Gotują i pieką z internetem
Seniorzy, którzy brali udział w kursach komputerowych, językowych oraz zajęciach rękodzielniczych, odebrali specjalne certyfikaty.
RYDUŁTOWY 14 czerwca w Rydułtowskim Centrum Kultury odbyło się podsumowanie realizowanego przez stowarzyszenie Moje Miasto projektu „Starość nie radość, ale nie dla Ciebie Seniorze!!!”, w ramach którego w Rydułtowach odbywały się bezpłatne kursy komputerowe, językowe oraz zajęcia rękodzielnicze. – Celem projektu finansowanego ze środków Ministerstwa Pracy i Polityki Społecznej była poprawa jakości i poziomu życia osób starszych oraz zagospodarowanie ich potencjału poprzez zwiększenie aktywności społecznej. Efekt przerósł nasze oczekiwania. Od 2008 roku przeszkoliliśmy aż 600 seniorów, i to nie tylko mieszkańców Rydułtów. Środki finansowe, jakie się z tym wiązały, to 150 tys. zł – podkreślił prezes stowarzyszenia Moje Miasto, Marek Wystyrk i zapowiedział dalsze działania. – Nie spoczniemy na laurach, ale zaprosimy was do dalszej współpracy. Od września rozpoczynamy kursy pierwszej pomocy przedmedycznej. Zostanie przeszkolonych 60 osób. Rekrutacja podczas wakacji. Będziemy też kontynuowali kursy komputerowe – dodał.
Promowanie efektów
W uroczystości wziął udział wiceminister rozwoju regionalnego, Adam Zdziebło. – Ten projekt pokazuje, że potraficie precyzyjnie artykułować swoje oczekiwania. Swoją obecnością pokazujecie, że chociaż projekt się skończył, to chcecie nadal go realizować i promować jego efekty. Dla organizacji pozarządowej to prawdziwa nagroda – zaznaczył wiceminister, który wraz z prezesem Wystyrkiem wręczył uczestnikom zajęć specjalne certyfikaty.

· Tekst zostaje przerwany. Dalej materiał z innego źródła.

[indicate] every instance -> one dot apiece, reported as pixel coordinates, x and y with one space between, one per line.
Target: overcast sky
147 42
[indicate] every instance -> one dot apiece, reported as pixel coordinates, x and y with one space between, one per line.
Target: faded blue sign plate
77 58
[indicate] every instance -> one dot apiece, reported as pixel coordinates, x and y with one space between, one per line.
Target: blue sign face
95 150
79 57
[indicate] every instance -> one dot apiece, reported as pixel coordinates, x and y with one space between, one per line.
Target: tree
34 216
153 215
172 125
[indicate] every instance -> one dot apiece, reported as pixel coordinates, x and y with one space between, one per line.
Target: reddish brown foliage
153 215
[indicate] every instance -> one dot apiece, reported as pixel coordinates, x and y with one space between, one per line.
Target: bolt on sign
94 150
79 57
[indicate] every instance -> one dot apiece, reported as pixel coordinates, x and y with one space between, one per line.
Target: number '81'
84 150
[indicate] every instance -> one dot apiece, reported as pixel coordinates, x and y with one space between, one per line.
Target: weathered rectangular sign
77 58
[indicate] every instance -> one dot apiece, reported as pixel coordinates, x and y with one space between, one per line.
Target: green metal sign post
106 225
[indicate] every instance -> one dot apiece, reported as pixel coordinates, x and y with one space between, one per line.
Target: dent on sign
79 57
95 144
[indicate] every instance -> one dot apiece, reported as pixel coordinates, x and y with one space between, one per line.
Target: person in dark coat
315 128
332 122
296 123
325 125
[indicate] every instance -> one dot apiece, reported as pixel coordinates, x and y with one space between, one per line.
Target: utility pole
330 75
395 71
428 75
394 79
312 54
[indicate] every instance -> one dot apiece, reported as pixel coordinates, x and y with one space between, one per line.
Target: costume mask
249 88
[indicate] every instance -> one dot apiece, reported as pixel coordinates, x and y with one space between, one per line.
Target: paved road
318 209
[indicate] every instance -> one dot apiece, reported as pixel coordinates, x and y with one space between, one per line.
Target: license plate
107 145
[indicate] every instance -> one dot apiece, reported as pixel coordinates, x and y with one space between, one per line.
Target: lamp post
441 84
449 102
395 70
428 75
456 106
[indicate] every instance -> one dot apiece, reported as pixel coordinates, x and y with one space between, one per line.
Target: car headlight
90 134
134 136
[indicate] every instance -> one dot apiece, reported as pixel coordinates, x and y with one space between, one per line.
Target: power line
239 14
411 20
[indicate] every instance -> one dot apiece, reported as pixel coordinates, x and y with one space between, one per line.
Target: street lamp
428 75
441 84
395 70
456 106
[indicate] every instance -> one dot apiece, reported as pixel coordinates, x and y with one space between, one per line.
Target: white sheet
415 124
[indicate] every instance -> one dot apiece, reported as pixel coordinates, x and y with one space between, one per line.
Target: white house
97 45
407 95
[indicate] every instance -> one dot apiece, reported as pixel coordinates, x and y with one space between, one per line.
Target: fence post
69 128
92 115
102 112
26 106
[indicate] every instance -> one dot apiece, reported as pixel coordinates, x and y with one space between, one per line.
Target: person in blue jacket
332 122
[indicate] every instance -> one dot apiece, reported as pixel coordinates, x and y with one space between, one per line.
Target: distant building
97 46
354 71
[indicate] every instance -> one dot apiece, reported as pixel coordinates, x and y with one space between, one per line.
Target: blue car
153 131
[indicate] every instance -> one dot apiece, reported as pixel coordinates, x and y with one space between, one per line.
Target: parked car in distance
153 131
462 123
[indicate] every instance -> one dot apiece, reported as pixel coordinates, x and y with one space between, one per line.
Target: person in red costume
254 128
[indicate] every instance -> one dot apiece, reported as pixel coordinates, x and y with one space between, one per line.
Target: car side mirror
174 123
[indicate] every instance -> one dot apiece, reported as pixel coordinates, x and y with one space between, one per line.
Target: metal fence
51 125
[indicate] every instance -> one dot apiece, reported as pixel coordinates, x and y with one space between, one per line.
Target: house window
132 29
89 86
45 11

Komputer nie taki straszny
Jak podkreślali seniorzy, wiedza zdobyta podczas kursów jest nieoceniona. – Okazuje się, że komputer nie taki straszny, a przydaje się każdego dnia. Przeglądam portale informacyjne, żeby sprawdzić co dzieje się na świecie i przede wszystkim szukam przepisów kulinarnych. Książka kucharska nie jest mi już potrzebna. Gotuję, piekę z internetem i jestem bardzo zadowolona – cieszyła się Ruta Nitner, którą do udziału namówiła koleżanka, Aniela Profaska. – Mi z kolei o kursach powiedziała sąsiadka, która usłyszała w kościele. Stwierdziłam, że trzeba skorzystać, tym bardziej, że za darmo. Teraz nie tylko robię przelewy przez internet, ale też wysyłam życzenia pocztą elektroniczną i rozmawiam z bratem z Niemiec przez skype’a – wylicza.
Projekt „Starość nie radość, ale nie dla Ciebie Seniorze!!!” był realizowany w ramach Rządowego Programu na Rzecz Aktywności Osób Starszych na lata 2012– 2013. Jego wartość wyniosła ponad 111 tys. zł.